The house isn't on the national Register of Historic Places, said Mark Christ, spokesman for the Arkansas Historic Preservation Program. It's hard to draw a definitive line between a historical home and one that's just old, he said, explaining structures on the register are there because someone applied for them to be on it.

Structures added to the register are typically at least 50 years old and have to meet certain criteria regarding a historical theme, association with a historical person, have architectural value or a combination of those, Christ said.

Structures could have those requirements, but not be on the register because no one has ever applied for it to be.

"These historic properties are tangible links to the past," he said. "It reminds you of where you came from."

Builders will be sensitive to how new construction is attached to the old house as well as to the detailing on the addition, Hufft said.

"We want that to be apparent so you understand intrinsically when you're in the old and the new (sections)," he said.

Entrance into the social club will be through the old house. There will be a lounge on either side of the main entry way.
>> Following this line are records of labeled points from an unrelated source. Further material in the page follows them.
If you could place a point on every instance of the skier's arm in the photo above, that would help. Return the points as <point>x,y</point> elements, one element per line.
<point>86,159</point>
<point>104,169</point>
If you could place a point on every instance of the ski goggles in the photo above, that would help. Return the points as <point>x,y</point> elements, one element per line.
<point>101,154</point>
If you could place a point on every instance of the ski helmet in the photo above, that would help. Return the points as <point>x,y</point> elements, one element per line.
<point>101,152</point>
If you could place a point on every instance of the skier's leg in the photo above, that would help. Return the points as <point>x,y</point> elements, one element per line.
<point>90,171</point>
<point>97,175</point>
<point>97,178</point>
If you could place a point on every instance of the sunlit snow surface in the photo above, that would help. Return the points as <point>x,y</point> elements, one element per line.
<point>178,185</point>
A glass bridge will connect the old and new buildings.

"The new portion of the project is, we think a modern interpretation of what the old house is," Hufft said, giving examples such as the roof having the same pitch and the white siding being similar but not identical to the house. "Everything is taking a cue from the house, but everything will be new. It will be different but complementary."
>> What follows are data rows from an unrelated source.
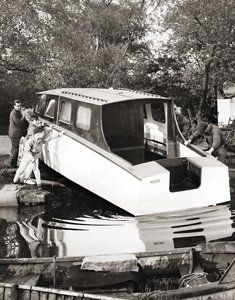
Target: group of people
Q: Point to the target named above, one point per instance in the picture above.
(211, 132)
(28, 133)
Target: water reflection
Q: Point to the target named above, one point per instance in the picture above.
(68, 230)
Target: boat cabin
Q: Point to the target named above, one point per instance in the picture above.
(113, 122)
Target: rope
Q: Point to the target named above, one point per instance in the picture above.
(188, 278)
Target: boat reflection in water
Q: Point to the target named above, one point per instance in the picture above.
(68, 231)
(74, 235)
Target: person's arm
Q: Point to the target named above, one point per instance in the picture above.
(216, 140)
(17, 119)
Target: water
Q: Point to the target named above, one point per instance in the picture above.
(82, 226)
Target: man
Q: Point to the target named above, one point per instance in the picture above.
(182, 121)
(214, 139)
(17, 128)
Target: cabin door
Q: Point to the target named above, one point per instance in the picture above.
(123, 128)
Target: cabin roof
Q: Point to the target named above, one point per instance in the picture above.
(100, 96)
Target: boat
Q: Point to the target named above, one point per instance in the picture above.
(22, 292)
(226, 121)
(122, 145)
(222, 289)
(201, 270)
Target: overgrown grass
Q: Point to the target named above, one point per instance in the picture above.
(6, 175)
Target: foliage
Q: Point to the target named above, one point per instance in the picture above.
(51, 44)
(202, 35)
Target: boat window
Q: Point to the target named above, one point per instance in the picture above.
(41, 104)
(65, 112)
(145, 112)
(50, 110)
(158, 112)
(83, 119)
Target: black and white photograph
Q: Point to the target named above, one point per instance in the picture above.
(117, 149)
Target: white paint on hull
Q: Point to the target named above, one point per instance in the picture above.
(140, 189)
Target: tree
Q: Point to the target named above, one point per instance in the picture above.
(49, 44)
(202, 34)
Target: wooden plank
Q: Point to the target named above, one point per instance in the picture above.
(229, 275)
(25, 295)
(7, 294)
(2, 291)
(52, 296)
(35, 295)
(43, 295)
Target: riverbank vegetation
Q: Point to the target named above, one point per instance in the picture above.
(115, 43)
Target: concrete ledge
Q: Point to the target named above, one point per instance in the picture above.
(5, 143)
(8, 195)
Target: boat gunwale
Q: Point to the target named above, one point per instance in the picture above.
(77, 95)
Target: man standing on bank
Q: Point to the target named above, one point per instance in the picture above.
(17, 128)
(214, 139)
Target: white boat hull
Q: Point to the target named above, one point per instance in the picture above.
(140, 189)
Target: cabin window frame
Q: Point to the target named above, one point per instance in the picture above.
(163, 111)
(62, 102)
(48, 101)
(83, 125)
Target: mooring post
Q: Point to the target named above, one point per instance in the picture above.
(54, 271)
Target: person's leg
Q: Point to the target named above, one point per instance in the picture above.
(37, 173)
(14, 151)
(20, 172)
(221, 154)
Other recent Ropeswing projects include Record, an event space at the corner of Southwest A and Central Avenue and The Preacher's Son, a restaurant at 201 N.W. A St.

"Both of these structures have been a part of the downtown landscape for years, and we wanted to treat them with as much care as possible," Apple said.

The same goes for The Blake Street House, which is why Strata was consulted, he said.

"Through that process, we discovered very little of the original structure remained," Apple continued. "However, we believe this house is an important piece of the downtown landscape, and we decided to keep as much of the structure as possible."

Construction fences are scheduled to go up today, officials said.